The full schema migration must complete before this pipeline runs. All target tables below are NEW in v2 (none exist in v1).
| Source | Records | Access | Provider Attribution String |
|---|---|---|---|
| CDLI API (cdli.earth) | 16,725 pubs + 390k artifact-pub links | REST, no auth, CC0 | CDLI - cdli.earth |
| CDLI CSV (cdli_cat.csv) | 83k pub_history rows, 20k citations, 4k collations, 7k joins | Local file | CDLI |
| eBL API (ebl.lmu.de) | Fragment-level citations in CSL-JSON | REST, may need token | eBL - Electronic Babylonian Literature |
| ORACC projects | 12 projects, ~10k artifact-edition links | Local JSON exports | ORACC/{project_name} |
| OpenAlex | 5-20k Assyriology works | REST, no auth, CC0 | OpenAlex |
| KeiBi (Keilschriftbibliographie) | ~90,000 entries | No API -- manual BibTeX export | KeiBi - Keilschriftbibliographie |
| Semantic Scholar | Citation graphs for publications with DOIs | REST, rate-limited | Semantic Scholar |
| CDLI Who's Who + Wikipedia | ~500-1000 scholar records | Web scrape |
CDLI Wiki / Wikipedia
|
- Populated by: CDLI publication author parsing, ORACC credits extraction, OpenAlex ORCID backfill, Who's Who/Wikipedia scrape
-
Fields filled:
name,orcid(via OpenAlex),institution,active_since(via Who's Who) - Estimated yield: 2,000-5,000 unique scholars across all sources
- Dedup key: Normalized name (surname + initials, diacritics stripped, particles handled). ORCID is authoritative when available.
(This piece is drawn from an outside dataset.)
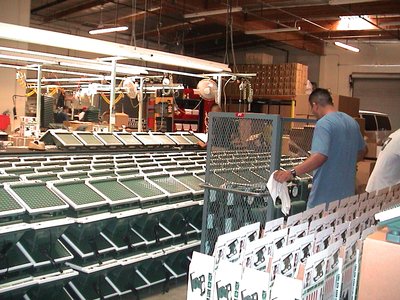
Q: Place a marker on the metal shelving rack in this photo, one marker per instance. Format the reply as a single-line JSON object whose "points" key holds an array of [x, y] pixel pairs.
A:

- Populated by: Every import phase creates one or more annotation_run records
-
Fields filled:
source_type= "import",source_name= provider string (see table above),method= "api_fetch" or "import",created_at -
Design rule: Every record in every target table carries an
annotation_run_idFK. This is how provider attribution propagates. Thesource_nameon annotation_runs is the single source of truth for "where did this data come from?"
- Populated by: CDLI API (16,725), eBL API (varies), ORACC projects (12 digital editions), OpenAlex (5-20k), KeiBi (up to 90k)
-
Fields filled:
bibtex_key(UNIQUE),doi(UNIQUE, nullable),title,short_title,publication_type,year,series_key,volume_in_series,authors,editors,publisher,place,url,oracc_project,supersedes_id,superseded_scope -
bibtex_key convention: CDLI keys are canonical (e.g.,
Frayne1990RIME4). KeiBi keys prefixed withkeibi:. ORACC projects prefixed withoracc:. eBL-sourced publications prefixed withebl:. OpenAlex prefixed withopenalex:. -
Supersession chains: ~50 manually curated publication-level supersessions (e.g., RIME 4 supersedes VAB 6).
supersedes_idis a self-referential FK. - publication_type values used: monograph, journal_article, chapter, digital_edition, conference_paper, thesis, other
- Populated by: Author/editor parsing from every source that provides author data
-
Fields filled:
publication_id(FK),scholar_id(FK),role(author/editor/translator/contributor),position(author order) - Constraint: UNIQUE(publication_id, scholar_id, role)
-
Relationship: This is the structured bridge between publications and scholars. The
authorsTEXT column on publications is the semicolon-separated fallback.
- Populated by: CDLI API artifact-publication links (primary, ~470k), CDLI CSV publication_history parsing (fallback), ORACC catalogue membership (~10k), eBL fragment bibliography
-
Fields filled:
p_number(FK to artifacts),publication_id(FK),reference_string,reference_normalized,page_start,plate_no,item_no,edition_type,is_current_edition,supersedes_id,confidence,note - Import strategy: CDLI API data is imported first (confidence 1.0). CSV data is imported only for artifacts NOT covered by the API (tiered confidence: 1.0/0.7/0.3 based on regex parse quality). Dedup on UNIQUE(p_number, publication_id, reference_string).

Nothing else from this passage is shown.